The median age in the city was 36.8 years. 22.9% of residents were under the age of 18; 8.6% were between the ages of 18 and 24; 30.8% were from 25 to 44; 24.1% were from 45 to 64; and 13.4% were 65 years of age or older. The gender makeup of the city was 49.8% male and 50.2% female.

===2000 census===
As of the census of 2000, there were 258 people, 115 households, and 60 families living in the city. The population density was 1,077.3 PD/sqmi. There were 119 housing units at an average density of 496.9 /sqmi. The racial makeup of the city was 98.84% White and 1.16% African American.

There were 115 households, out of which 28.7% had children under the age of 18 living with them, 40.0% were married couples living together, 7.8% had a female householder with no husband present, and 47.0% were non-families. 34.8% of all households were made up of individuals, and 21.7% had someone living alone who was 65 years of age or older. The average household size was 2.24 and the average family size was 2.92.

In the city, the population was spread out, with 26.0% under the age of 18, 12.4% from 18 to 24, 27.9% from 25 to 44, 15.1% from 45 to 64, and 18.6% who were 65 years of age or older. The median age was 34 years. For every 100 females, there were 95.5 males. For every 100 females age 18 and over, there were 85.4 males.

The median income for a household in the city was $29,750, and the median income for a family was $35,536. Males had a median income of $23,958 versus $20,208 for females. The per capita income for the city was $13,990. About 3.0% of families and 8.2% of the population were below the poverty line, including 4.9% of those under the age of eighteen and 5.1% of those 65 or over.

==Arts and culture==

Dalton does not have its own schools. Children from the area attend schools in Fergus Falls, Ashby, or Underwood.

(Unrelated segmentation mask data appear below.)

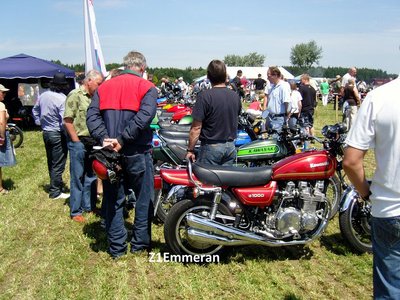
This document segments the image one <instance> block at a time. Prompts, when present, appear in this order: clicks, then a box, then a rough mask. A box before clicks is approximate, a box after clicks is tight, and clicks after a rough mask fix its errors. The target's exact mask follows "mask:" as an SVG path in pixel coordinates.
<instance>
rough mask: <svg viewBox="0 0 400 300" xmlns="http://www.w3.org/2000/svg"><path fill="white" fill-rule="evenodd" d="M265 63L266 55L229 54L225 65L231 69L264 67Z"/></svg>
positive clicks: (224, 58)
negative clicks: (244, 54) (238, 67)
mask: <svg viewBox="0 0 400 300" xmlns="http://www.w3.org/2000/svg"><path fill="white" fill-rule="evenodd" d="M264 61H265V55H262V54H258V53H257V52H251V53H249V54H247V55H244V56H240V55H235V54H229V55H226V56H225V57H224V62H225V64H226V65H227V66H230V67H262V66H263V65H264Z"/></svg>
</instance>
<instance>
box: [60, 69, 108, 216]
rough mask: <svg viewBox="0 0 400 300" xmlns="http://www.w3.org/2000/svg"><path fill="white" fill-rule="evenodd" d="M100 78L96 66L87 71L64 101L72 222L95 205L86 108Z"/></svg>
mask: <svg viewBox="0 0 400 300" xmlns="http://www.w3.org/2000/svg"><path fill="white" fill-rule="evenodd" d="M102 82H103V75H102V74H101V73H100V72H99V71H97V70H91V71H89V72H88V73H87V74H86V76H85V79H84V80H83V83H82V85H81V86H80V87H79V88H77V89H75V90H73V91H72V92H70V93H69V95H68V97H67V100H66V102H65V112H64V127H65V129H66V131H67V133H68V137H69V139H68V150H69V156H70V177H71V181H70V189H71V197H70V198H69V206H70V216H71V218H72V220H74V221H76V222H85V218H84V217H83V216H82V213H83V212H90V211H93V210H94V209H95V207H96V199H97V192H96V175H95V174H94V173H93V170H92V166H91V164H90V160H89V154H90V152H91V151H92V147H93V146H94V145H95V143H96V141H95V140H94V139H93V138H92V137H90V134H89V130H88V128H87V126H86V111H87V109H88V107H89V104H90V101H91V97H92V96H93V94H94V92H95V90H96V89H97V87H98V86H99V85H100V84H101V83H102Z"/></svg>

Each year, Dalton hosts an annual Summerfest Day the final weekend in June. During this celebration, an all-city rummage sale is held, a Relay for Life fundraising event is held in conjunction with a large softball tournament, and a street dance is held on that weekend's Saturday evening.

Dalton is also home to the Lake Region Pioneer Threshermen's Association, a group of enthusiasts who restore and display antique farming equipment—notably the threshing machine—during an annual show the weekend after Labor Day.